Antecedentes fácticos y procesales
Tras la declaración de nulidad de la elección, el alcalde afectado y uno de los impugnadores presentaron recursos de apelación, admitidos oportunamente. Durante el proceso, se decretaron pruebas de oficio para esclarecer aspectos relacionados con el código electoral utilizado. Se rechazaron intervenciones extemporáneas y solicitudes probatorias adicionales, y se resolvieron recusaciones contra magistrados, algunas de las cuales fueron negadas de plano.
Posteriormente, el alcalde otorgó poder especial a un abogado para su representación judicial en el proceso, hecho formalmente comunicado al Consejo de Estado. No consta revocatoria del poder, por lo que se mantiene vigente dicha representación.
Consideraciones jurídicas sobre las solicitudes de control de legalidad
El auto objeto de análisis reconoció la personería del apoderado en virtud de los requisitos legales aplicables según el Código General del Proceso y la Ley 2213 de 2022. Se enfatizó que, conforme a los artículos 74 y 75 del Código General del Proceso, no es procedente que el mandatario actúe simultáneamente con su representante judicial. El artículo 76 establece que el poder solo termina con la revocatoria formal radicada en Secretaría, situación no acreditada en el expediente.
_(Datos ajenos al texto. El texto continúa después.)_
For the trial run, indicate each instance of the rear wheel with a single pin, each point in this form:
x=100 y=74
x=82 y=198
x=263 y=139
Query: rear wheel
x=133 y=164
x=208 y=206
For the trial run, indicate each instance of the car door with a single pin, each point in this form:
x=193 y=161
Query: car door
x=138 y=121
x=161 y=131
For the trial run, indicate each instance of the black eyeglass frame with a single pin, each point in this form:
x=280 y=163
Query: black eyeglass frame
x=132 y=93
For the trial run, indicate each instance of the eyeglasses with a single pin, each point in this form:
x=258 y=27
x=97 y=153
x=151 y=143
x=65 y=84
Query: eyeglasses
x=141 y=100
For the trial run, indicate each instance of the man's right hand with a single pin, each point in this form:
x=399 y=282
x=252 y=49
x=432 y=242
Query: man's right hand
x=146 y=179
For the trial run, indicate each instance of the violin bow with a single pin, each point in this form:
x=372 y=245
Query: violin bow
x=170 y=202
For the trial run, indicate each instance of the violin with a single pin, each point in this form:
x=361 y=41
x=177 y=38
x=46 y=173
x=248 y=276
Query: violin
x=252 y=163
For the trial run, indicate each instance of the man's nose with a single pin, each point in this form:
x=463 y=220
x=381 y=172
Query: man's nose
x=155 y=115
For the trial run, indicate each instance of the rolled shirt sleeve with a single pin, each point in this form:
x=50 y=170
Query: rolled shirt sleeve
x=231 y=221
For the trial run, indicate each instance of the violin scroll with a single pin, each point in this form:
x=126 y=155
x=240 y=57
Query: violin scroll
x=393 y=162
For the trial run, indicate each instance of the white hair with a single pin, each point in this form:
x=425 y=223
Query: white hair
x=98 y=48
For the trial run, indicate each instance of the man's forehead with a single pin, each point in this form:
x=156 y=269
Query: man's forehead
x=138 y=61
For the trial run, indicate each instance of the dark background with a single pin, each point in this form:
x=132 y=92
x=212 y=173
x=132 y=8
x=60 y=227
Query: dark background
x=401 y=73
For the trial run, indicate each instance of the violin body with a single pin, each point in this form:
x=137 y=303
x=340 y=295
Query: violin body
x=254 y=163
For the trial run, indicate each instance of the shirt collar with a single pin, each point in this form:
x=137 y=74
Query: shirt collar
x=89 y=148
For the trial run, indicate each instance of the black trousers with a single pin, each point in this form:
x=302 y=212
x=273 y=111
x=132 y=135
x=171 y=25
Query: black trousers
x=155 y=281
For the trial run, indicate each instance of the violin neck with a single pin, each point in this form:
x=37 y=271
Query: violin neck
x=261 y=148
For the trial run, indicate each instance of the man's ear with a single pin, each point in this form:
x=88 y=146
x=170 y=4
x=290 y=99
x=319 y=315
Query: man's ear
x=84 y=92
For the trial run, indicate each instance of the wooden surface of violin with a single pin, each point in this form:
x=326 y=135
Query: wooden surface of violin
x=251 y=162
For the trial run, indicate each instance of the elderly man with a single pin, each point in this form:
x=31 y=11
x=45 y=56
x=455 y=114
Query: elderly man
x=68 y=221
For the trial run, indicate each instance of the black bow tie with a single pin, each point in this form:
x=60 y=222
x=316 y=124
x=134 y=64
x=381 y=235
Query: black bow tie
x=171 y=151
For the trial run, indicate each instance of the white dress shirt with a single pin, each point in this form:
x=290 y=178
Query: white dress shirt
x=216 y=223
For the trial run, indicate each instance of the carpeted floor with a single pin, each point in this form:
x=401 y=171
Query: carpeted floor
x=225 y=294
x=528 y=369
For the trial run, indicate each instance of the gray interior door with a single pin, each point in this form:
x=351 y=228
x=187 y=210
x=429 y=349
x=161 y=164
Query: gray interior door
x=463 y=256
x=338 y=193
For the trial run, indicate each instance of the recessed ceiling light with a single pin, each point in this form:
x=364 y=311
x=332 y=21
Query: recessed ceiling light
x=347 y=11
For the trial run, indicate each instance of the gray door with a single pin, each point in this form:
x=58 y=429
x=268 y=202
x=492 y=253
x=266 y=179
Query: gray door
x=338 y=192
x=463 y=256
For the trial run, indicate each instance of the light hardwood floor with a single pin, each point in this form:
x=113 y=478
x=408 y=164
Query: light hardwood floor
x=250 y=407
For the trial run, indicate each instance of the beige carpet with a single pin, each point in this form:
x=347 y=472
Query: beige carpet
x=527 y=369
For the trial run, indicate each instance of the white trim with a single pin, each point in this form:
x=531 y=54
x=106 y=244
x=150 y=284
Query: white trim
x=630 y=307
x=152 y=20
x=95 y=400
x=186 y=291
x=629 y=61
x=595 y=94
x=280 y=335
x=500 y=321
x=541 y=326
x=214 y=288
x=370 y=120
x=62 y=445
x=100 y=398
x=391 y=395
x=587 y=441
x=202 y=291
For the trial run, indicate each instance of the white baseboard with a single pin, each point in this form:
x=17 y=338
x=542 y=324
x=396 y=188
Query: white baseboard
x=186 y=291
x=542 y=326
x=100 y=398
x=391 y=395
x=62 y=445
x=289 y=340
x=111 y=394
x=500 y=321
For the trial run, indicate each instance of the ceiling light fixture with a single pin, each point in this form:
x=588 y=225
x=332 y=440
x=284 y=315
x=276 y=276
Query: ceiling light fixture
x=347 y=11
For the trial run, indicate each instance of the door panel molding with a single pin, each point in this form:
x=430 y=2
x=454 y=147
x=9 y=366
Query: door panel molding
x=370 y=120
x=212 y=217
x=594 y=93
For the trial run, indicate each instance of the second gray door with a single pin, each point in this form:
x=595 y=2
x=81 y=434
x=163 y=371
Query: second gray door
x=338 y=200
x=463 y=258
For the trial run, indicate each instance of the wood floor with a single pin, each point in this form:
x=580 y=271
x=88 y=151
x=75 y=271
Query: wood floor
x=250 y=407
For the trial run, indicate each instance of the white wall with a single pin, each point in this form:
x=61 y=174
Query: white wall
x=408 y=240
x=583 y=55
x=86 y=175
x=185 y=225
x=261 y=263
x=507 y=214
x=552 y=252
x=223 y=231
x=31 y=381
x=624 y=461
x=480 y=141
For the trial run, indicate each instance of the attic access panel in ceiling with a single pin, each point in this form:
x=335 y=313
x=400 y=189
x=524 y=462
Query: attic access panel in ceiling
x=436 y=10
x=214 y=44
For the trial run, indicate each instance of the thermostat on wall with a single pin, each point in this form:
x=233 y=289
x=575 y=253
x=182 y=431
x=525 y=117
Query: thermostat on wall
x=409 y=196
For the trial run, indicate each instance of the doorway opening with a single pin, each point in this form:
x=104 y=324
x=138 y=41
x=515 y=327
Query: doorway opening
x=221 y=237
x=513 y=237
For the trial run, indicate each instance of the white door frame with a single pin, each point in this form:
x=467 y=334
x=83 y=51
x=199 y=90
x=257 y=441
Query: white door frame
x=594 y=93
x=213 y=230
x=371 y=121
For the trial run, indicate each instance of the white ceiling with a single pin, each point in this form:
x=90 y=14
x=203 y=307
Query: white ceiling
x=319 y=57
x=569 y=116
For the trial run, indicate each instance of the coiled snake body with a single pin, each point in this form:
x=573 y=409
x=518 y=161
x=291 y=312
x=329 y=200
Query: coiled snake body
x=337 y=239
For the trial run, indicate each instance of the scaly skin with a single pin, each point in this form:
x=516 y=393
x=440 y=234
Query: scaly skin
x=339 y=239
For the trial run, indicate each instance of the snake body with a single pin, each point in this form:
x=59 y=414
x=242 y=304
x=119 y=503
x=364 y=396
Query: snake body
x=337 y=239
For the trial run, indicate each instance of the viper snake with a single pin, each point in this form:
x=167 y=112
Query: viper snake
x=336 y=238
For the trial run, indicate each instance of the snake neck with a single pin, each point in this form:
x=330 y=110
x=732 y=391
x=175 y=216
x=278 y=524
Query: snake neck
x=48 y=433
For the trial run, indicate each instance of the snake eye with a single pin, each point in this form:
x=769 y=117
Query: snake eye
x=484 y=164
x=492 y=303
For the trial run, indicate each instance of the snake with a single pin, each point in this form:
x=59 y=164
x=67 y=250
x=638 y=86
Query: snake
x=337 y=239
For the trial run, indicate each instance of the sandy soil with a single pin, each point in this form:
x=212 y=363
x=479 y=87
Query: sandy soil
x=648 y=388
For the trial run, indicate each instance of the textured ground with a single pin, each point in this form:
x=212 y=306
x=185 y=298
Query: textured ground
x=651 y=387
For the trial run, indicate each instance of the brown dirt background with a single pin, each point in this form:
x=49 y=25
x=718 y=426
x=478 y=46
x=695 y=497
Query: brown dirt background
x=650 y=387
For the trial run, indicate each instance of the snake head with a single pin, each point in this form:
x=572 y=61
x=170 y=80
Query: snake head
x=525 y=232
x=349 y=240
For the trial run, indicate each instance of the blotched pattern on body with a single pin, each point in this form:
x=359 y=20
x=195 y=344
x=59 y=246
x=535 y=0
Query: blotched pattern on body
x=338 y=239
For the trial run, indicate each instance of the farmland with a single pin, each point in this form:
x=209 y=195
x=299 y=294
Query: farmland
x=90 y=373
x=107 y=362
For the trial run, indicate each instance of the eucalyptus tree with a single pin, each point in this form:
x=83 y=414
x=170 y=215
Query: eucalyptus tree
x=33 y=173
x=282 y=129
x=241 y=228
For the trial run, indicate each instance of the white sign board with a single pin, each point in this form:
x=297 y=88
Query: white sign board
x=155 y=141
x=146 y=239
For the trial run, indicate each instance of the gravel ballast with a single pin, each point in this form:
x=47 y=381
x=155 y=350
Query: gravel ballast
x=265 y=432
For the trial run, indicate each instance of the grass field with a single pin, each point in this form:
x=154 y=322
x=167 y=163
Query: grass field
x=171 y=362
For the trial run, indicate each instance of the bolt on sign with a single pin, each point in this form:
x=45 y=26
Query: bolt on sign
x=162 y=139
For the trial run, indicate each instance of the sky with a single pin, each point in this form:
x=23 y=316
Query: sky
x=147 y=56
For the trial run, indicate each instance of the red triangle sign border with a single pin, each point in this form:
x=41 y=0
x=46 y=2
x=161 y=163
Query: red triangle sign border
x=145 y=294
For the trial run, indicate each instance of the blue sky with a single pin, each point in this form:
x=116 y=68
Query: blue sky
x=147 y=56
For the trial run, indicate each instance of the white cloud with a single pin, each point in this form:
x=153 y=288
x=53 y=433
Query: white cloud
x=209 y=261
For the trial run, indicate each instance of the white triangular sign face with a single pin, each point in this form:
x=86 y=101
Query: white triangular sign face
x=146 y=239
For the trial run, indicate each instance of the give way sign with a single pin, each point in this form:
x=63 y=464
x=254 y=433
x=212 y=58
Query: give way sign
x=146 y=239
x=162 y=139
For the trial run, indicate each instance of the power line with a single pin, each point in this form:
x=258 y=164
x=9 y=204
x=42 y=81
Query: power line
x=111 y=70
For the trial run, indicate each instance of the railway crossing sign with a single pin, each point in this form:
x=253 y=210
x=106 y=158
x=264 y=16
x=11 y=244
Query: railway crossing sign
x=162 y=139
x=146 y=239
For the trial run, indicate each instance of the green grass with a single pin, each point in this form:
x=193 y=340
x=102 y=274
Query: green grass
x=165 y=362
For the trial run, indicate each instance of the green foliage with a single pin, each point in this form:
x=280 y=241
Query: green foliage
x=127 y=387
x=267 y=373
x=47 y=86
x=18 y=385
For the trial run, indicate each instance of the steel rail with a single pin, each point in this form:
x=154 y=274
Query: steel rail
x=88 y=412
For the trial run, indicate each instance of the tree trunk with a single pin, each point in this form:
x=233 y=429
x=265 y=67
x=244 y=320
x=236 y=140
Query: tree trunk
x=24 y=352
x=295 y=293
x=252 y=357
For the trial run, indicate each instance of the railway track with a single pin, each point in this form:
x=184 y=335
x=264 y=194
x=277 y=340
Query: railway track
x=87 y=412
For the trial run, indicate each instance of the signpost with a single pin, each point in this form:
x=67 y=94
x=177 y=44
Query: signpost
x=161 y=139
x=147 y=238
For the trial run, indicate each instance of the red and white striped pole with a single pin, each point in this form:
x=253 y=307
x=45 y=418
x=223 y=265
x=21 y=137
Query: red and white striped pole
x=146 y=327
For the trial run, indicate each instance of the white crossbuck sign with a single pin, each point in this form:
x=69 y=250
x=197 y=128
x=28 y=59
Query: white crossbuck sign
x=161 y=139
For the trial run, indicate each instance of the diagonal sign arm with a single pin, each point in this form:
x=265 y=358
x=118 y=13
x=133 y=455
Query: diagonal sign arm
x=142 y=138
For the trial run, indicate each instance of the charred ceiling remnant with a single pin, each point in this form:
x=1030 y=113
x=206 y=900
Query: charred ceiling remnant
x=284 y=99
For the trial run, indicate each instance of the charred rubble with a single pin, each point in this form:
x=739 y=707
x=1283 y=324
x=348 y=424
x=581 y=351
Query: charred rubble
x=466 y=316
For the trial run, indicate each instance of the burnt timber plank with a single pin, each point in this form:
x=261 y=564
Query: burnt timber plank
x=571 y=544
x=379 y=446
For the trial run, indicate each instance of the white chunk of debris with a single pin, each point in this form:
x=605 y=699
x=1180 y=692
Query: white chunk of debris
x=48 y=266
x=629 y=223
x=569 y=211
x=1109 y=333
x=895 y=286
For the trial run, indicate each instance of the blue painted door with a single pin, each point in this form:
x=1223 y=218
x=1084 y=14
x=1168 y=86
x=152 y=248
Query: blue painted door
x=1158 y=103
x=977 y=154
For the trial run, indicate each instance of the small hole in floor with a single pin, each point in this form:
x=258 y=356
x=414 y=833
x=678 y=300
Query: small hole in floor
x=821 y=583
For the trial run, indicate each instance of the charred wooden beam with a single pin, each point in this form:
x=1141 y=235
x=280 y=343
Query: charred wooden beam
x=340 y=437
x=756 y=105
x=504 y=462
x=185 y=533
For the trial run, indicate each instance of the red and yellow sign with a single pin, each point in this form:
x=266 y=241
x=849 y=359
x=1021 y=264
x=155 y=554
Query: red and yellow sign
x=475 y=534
En consecuencia, las solicitudes de control de legalidad presentadas directamente por el alcalde en nombre propio fueron rechazadas por carecer de legitimidad para actuar sin revocar el poder conferido. De igual forma, las solicitudes presentadas por el apoderado fueron negadas por improcedentes bajo el marco normativo del Código de Procedimiento Administrativo y de lo Contencioso Administrativo (CPACA), que regula las nulidades procesales y limita las causales de nulidad originadas en sentencia.
Respecto a la recusación contra los magistrados de la Sección Quinta, el auto del 18 de septiembre de 2025 rechazó la petición de plano, conforme a los artículos 142 del Código General del Proceso y 132 del CPACA, los cuales establecen que tales decisiones no son susceptibles de recurso ordinario.
Otras actuaciones procesales
El Consejo de Estado ordenó a la Secretaría de la Sección Quinta notificar la sentencia de segunda instancia a las autoridades competentes, conforme a lo solicitado por uno de los actores. Se tuvo en cuenta la comunicación del alcalde sobre la interposición de una acción de tutela contra autos proferidos en el proceso, la cual será tramitada conforme a la ley.
Finalmente, se advirtió a las partes sobre las sanciones legales por la presentación de peticiones impertinentes o recursos improcedentes, en virtud del artículo 295 del CPACA.
Conclusión de la providencia
El auto proferido por la Sección Quinta del Consejo de Estado resolvió:
- Reconocer la personería del apoderado legal del alcalde en el proceso.
- Rechazar las solicitudes de control de legalidad presentadas por el alcalde y su apoderado.
- Ordenar la notificación de la sentencia de segunda instancia a la autoridad correspondiente.
- Advertir a las partes sobre la improcedencia de peticiones dilatorias y las sanciones aplicables.
Contra esta decisión no procede recurso alguno, consolidando la firmeza del proceso de nulidad electoral en cuestión y permitiendo que se avance en la designación o realización de nuevos procesos electorales conforme a la normatividad vigente.